Der Ex-Premier macht geltend, dass das Übergehen des Parlaments beim Rückkauf der EnBW-Aktien auf die Zusicherung von Gleiss Lutz und dessen federführenden Anwalt Martin Schockenhoff zurückzuführen sei, der Deal könne über das Notbewilligungsrecht des Finanzministers (zu jener Zeit Willi Stächele, CDU) abgewickelt werden. Ein Tun, dass der Staatsgerichtshof später als verfassungswidrig tadelte. Damit aber nicht genug. Auch die Art und Weise der Kaufpreisfindung habe der juristischen Kontrolle von Gleiss Lutz unterlegen, postulieren Mappus und sein Anwalt Schünemann. Doch die Rechtsberater hätten nicht anklingen lassen, dass die für die Preisfindung zu Rate gezogenen Expertisen möglicherweise nicht der Landeshaushaltsordnung genügten. Das hatte der Landesrechnungshof später moniert. Die Kontrolleure vermissten eine ausreichende Wertermittlung für die EnBW. Anwalt Schünemann sagt, solche methodischen Unzulänglichkeiten seien in die Zuständigkeit von Gleiss Lutz gefallen. Die Landesregierung hält Mappus vor, 800 Millionen Euro zu viel für die Aktien bezahlt zu haben.

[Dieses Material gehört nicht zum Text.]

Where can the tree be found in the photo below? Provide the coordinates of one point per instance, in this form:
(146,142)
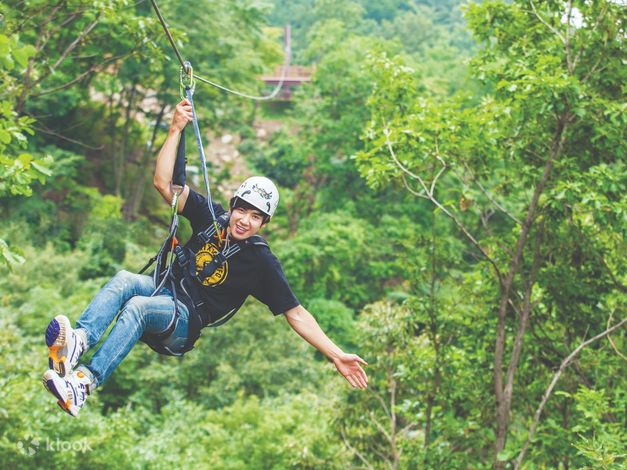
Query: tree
(552,121)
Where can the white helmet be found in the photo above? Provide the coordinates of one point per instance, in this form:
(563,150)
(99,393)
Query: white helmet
(260,192)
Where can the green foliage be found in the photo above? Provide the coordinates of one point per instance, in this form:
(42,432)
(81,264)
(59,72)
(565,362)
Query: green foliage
(394,109)
(601,435)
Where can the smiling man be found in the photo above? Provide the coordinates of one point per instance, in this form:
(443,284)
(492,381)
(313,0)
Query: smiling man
(223,263)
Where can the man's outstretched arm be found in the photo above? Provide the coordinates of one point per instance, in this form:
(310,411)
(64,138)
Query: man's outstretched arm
(347,364)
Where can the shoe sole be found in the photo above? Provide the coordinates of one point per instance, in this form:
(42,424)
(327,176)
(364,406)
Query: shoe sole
(62,399)
(56,340)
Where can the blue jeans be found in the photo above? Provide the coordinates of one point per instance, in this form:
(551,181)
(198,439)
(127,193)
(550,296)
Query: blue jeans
(128,294)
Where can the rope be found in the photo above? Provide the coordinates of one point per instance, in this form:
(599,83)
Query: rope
(274,92)
(201,152)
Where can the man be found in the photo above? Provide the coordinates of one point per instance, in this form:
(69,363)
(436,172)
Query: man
(170,319)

„Wie in Schauprozessen totalitärer Regime“

Allerdings bezeichnet Schünemann auch das Gutachten des Landesrechnungshofs als „flott formuliert“ und in seiner Bedeutung überschätzt. Schließlich betrachteten die Regierungen dieser Republik Rechnungshöfe doch auch in anderen Fällen als „Kleinigkeitskrämer“. Schünemann scheut auch nicht davor zurück, dem Landesrechnungshof im Fall Mappus eine „verkappte Machtusurpation“ vorzuwerfen, weil dieser sich über den politischen Willen hinwegsetze und sich Entscheidungsmacht anmaße, die ihm nicht zustehe. Inhaltlich liege der Rechnungshof ohnehin falsch, findet Anwalt Schünemann. Einen Widerspruch dieser Feststellung zur Klage gegen die Kanzlei Gleiss Lutz erkennt er nicht.

Mit dem Untersuchungsausschuss gehen Mappus wie auch Schünemann hart ins Gericht. Mappus sagt, er werde „auf eine Art und Weise verfemt“, die hinzunehmen er nicht länger bereit sei. Der Ausschuss sei zu einem politischen Kampfmittel verkommen. Schünemann fühlt sich an die „Schauprozesse totalitärer Regime“ erinnert und beklagt die „kriminelle Energie“, mit der vertrauliche Dokumente an die Presse weitergegeben würden. Er spricht von „Denunzianten“ im Ausschuss, von „catilinarischen Kreisen“, die einzig danach trachteten, Mappus zu diffamieren. Vor allem verstoße die „Verzwirnung“ des gegen Mappus laufenden staatsanwaltschaftlichen Untreueverfahrens mit dem Untersuchungsausschuss gegen dessen elementare Rechte, weil über den Ausschuss Dokumente in einseitiger Auswahl und tendenziöser Interpretation öffentlich gemacht würden.

Catilina war übrigens ein römischer Verschwörer. Ihm machte der Großrhetor und Großanwalt Cicero den Prozess.